Book cover for Fugitive Telemetry 21

Fugitive Telemetry is the sixth book in the Murderbot Diaries series, and its the first book in the series to take place out of chronological order. Rather than following the previous book in the series, it takes place between Exit Strategy and Network Effect.

This time, the story takes place entirely on Preservation Station, an outpost outside of the Commercial Rim where, in theory, everyone is treated equally. Yet, many chracters have a hard time seeing the protagonist, SecUnit, as a person. While they treat their own bots fairly well, SecUnit is different in that he inhabits an odd liminal space between human and robot.

The story itself is well-written. It follows the classic detective model of storytelling. The book opens with the discovery of an unexplained murder: something nearly unheard of on Preservation. The assumption is that GrayCris, the corporation targeting Preservation’s leader, Mensah, is involved, but this isn’t really the case. What is true is that the story plays with the extent of corporate malfeasance.

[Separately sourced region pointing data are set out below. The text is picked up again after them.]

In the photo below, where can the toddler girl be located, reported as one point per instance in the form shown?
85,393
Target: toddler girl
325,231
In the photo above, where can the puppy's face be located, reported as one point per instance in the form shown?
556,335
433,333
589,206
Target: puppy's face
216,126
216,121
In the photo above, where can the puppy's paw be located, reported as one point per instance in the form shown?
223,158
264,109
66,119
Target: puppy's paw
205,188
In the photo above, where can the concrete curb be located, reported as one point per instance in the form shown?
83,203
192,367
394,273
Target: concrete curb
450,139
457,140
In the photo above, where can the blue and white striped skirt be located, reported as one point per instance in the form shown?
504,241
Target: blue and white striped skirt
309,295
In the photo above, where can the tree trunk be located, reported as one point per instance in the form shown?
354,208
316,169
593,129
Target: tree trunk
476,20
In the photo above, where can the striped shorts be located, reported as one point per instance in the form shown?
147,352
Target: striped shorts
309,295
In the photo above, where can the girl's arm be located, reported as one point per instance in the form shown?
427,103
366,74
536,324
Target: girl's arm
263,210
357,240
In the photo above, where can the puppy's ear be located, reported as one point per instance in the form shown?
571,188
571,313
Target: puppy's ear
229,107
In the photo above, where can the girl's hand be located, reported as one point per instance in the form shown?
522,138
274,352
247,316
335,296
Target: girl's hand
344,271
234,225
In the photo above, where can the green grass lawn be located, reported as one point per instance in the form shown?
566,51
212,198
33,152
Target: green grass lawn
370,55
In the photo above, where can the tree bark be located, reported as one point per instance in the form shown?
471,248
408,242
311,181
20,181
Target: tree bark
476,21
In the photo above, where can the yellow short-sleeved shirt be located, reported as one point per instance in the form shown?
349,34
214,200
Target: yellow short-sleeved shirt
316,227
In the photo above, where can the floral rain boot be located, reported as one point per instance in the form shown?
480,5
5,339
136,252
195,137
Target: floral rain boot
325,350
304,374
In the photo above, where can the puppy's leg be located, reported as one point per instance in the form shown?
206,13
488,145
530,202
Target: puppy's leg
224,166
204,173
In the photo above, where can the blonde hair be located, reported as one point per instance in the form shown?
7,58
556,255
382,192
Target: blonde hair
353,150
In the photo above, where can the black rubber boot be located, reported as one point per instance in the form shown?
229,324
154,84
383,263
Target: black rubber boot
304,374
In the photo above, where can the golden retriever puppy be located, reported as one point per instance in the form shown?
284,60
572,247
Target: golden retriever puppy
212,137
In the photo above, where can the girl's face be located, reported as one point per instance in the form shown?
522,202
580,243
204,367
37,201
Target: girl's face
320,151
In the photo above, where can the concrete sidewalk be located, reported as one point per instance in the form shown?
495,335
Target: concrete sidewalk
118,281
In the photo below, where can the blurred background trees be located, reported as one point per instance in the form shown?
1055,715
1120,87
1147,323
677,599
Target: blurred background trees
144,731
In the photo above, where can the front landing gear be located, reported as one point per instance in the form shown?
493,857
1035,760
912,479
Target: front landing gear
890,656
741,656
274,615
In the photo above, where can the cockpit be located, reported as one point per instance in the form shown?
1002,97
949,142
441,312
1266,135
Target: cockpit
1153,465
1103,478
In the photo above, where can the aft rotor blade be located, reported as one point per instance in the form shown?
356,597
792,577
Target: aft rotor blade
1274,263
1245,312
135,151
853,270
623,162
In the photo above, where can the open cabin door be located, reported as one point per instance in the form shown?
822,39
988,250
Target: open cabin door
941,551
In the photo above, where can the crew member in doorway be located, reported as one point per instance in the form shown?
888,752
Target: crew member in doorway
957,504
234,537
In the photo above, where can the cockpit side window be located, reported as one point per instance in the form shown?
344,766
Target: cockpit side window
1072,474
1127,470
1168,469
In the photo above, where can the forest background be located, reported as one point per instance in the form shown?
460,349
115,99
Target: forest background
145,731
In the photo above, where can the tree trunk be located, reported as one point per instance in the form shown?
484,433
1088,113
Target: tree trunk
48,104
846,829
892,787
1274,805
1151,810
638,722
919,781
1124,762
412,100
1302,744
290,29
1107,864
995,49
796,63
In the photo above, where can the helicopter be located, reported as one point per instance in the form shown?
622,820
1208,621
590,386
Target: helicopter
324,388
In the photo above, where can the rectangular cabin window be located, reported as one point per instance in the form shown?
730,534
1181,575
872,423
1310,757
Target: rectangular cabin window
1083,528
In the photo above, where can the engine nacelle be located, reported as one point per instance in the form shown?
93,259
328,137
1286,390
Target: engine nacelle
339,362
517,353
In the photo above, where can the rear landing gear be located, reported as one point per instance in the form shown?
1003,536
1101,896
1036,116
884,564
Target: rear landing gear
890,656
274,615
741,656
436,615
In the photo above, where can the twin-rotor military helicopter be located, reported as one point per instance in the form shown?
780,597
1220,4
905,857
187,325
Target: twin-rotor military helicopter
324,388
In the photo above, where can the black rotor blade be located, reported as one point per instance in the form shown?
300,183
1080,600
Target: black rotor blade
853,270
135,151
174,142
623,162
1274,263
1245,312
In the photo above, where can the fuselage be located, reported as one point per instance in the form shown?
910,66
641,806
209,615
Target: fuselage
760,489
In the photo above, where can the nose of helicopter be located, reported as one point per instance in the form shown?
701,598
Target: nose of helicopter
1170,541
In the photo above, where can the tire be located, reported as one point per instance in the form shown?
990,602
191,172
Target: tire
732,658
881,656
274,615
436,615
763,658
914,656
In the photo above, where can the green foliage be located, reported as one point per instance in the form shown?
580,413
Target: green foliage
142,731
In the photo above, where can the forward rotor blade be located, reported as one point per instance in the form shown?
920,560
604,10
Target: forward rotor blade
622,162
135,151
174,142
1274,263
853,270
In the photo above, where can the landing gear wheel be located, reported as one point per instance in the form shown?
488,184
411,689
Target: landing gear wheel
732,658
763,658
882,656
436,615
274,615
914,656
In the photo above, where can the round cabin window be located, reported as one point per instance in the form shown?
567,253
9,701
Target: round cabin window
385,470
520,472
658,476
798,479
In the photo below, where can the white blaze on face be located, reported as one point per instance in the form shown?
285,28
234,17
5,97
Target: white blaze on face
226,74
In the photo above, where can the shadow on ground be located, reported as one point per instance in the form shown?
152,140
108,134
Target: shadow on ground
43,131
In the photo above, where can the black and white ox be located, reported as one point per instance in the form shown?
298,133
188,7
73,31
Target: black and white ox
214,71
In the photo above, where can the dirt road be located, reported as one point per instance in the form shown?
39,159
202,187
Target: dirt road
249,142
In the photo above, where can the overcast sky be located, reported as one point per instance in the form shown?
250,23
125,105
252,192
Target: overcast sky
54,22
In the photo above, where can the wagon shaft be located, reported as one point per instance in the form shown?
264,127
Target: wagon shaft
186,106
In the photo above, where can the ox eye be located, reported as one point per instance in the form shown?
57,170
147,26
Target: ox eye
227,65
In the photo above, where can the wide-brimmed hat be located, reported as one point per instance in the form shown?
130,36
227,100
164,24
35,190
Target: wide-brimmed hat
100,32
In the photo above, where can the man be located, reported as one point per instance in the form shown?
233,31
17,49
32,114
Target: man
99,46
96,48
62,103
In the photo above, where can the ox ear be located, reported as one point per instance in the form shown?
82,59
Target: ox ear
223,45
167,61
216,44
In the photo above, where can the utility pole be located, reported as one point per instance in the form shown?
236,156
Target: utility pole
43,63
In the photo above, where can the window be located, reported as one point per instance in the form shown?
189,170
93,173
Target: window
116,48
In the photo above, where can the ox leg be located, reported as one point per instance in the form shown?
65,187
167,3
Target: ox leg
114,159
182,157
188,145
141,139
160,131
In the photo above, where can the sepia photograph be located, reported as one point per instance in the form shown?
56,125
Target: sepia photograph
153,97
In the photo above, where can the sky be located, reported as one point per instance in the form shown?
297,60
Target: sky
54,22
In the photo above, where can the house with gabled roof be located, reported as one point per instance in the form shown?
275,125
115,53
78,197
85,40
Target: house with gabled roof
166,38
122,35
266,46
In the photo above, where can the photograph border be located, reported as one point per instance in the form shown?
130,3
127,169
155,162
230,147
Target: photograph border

I’m not sure how well the plot works for me. While one of the charms of Sherlock Holmes and Agatha Christie’s novels is that, given enough ability to think through the clues, the reader can figure out the crime. I don’t see how that would be possible here, I would have never guessed the true nature of the crime. Instead, we follow SecUnit and his companions as if we are a camera on rails. It makes for an interesting stories, sure, but there are some missteps here that a stronger mystery writer might have accounted for.

Even so, the book is short. As with the other books (except for Network Effect), it’s a novella, and this brevity makes it easy to read and digest quickly. To put everything in place to allow the reader to figure out the murderer, I think that Wells would have needed a full-length text. The Murderbot Diaries has largely pushed against the verbosity that comes with other written fiction, and Fugitive Telemetry does the same.

What Wells does really well–both here and in her other books–is illustrate what an galactic, capitalist humanity might look like. Rather than offer visions of hope and wonder, Wells grants us a glimpse at interplanetary slavery (and attempts to flee it), proprietary software that humans must pay huge sums of money for, and a claustrophobic political system that makes little sense to anyone involved. The stakes are high, and this world is cut-throat.

Preservation acts as a foil to the Corporate Rim. In past books, it appeared increasingly like a hopepunk space Eden, but Wells shatters that image in this book. While things are better on Preservation than many other parts of the galaxy, the people involved are remain flawed and they carry their prejudices. It takes serious work to get through them, and we see a few characters overcome their first impressions of SecUnit.

While Wells started the series as a series of entertaining action novellas, both Network Effect and Fugitive Telemetry are achievements in turning those stories into a living, breathing world. They are especially rewarding books for those who read earlier stories, because things come to fit together in new ways. They’re worth reading for science fiction fans (although don’t expect anything too realistic) and those who are looking for a fast-paced mystery.